Armstrong's biggest differentiator is the knowledge it has gained in over 100 years of steam system work, says Kerry Phillips, global manager, smart services group. "We've designed, tested, constructed and maintained more steam systems than any company. This gives us an advantage to not only know how to apply proper technology for maintaining steam traps, but also the ability to provide and execute the solution when problems are identified," he notes.
The chemical industry only is at the early adopters' stage when it comes to wireless steam-trap monitoring technology, says Phillips. "Based on experience, the industry's biggest concerns appear to be with reliability and cyber security. Old behavior has been to manually survey the steam traps, but as wireless technology becomes more accepted, the behaviors will change to automate steam trap testing. Wireless steam-trap monitoring is real-time, whereas manual surveys are typically done once per year. Real-time monitoring enables companies to identify the failure immediately so action can be taken. Most like to focus on the critical steam traps such as the high energy wasters and critical process."
As a result, Armstrong's successes so far in the chemical industry have mainly been in high-cost application areas. "For example, a chemical company with 2,000 steam traps will typically monitor the high-steam-pressure applications as well as any steam traps that are critical to their process. Armstrong is able to identify the worst offenders, to really focus down into the areas that are affecting efficiency and costing money."

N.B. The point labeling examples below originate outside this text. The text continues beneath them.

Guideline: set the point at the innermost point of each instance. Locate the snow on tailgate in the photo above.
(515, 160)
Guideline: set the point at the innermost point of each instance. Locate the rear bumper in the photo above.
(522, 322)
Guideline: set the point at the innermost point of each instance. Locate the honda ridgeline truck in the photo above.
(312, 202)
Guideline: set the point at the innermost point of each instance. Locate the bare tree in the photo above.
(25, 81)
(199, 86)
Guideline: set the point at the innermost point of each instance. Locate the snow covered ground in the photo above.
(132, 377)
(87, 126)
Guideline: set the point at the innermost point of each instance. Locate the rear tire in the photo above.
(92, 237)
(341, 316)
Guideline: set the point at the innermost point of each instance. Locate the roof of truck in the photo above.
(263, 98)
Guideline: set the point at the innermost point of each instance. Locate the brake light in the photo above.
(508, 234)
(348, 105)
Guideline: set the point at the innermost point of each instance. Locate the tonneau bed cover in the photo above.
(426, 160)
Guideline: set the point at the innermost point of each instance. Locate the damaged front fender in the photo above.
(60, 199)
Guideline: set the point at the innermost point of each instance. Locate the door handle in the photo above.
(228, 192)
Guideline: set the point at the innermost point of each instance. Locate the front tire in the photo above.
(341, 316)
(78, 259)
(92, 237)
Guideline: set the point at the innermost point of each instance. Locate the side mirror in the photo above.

This, he says, is particularly important to process and maintenance engineers who these days are under pressure to achieve more with fewer resources. "However, as energy costs rise, so does the need to stay on top of steam leaks. One steam trap failing open can lose upwards of 500,000 lb/yr of steam. Depending on your cost of steam, this could be wasting up to $8,000 per year — just for one steam trap! Typical chemical process facilities will have in excess of 1,000 steam traps, so the energy losses can add up quickly if they are not maintained regularly."

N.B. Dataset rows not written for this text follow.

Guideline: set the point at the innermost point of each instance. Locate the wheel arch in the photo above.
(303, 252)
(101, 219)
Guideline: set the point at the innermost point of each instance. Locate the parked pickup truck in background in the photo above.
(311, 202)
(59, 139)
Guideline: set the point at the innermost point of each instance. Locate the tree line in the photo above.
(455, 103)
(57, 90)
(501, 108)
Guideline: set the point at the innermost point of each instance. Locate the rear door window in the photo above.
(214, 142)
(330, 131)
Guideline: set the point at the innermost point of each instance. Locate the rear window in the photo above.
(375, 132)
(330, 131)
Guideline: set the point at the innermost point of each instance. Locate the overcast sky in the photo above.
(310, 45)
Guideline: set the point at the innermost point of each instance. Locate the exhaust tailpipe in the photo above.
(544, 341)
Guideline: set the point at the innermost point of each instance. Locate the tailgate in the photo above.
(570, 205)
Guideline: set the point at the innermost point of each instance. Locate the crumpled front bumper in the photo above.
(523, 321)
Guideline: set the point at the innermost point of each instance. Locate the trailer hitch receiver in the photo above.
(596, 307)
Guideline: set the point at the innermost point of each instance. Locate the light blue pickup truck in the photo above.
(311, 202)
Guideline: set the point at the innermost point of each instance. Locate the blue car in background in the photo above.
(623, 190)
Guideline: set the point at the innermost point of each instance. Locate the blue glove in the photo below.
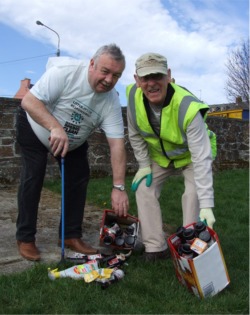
(207, 216)
(142, 173)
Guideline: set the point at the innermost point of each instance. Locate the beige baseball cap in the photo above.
(151, 63)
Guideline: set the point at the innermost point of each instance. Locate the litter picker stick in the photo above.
(62, 210)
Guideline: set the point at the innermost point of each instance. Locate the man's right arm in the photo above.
(36, 109)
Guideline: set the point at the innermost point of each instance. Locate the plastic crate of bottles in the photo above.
(118, 232)
(198, 260)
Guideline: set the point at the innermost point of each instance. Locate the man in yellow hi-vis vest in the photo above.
(168, 133)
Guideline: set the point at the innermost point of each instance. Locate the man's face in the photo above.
(104, 73)
(154, 87)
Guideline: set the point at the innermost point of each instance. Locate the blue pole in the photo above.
(62, 206)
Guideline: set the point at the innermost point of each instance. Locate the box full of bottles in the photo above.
(198, 259)
(118, 232)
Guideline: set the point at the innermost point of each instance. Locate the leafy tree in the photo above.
(237, 85)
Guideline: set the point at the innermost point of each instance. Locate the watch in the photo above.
(119, 187)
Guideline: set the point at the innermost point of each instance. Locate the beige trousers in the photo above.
(149, 210)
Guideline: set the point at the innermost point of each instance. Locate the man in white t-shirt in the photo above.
(58, 115)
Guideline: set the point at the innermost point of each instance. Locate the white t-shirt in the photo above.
(66, 93)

Phillips cites examples at three customers to illustrate the point. The first boosted performance and profits after using the system to identify failed steam traps on high-pressure steam lines. The second had steam traps 105 ft off the ground in the middle of a pipe rack with no scaffolding support. AIM has enabled this customer to reduce downtime and reallocate valuable maintenance man-hours. The third experienced multiple steam-trap problems that caused condensate to back up into its steam turbine. Using wireless steam-trap monitoring decreased downtime and increased plant performance.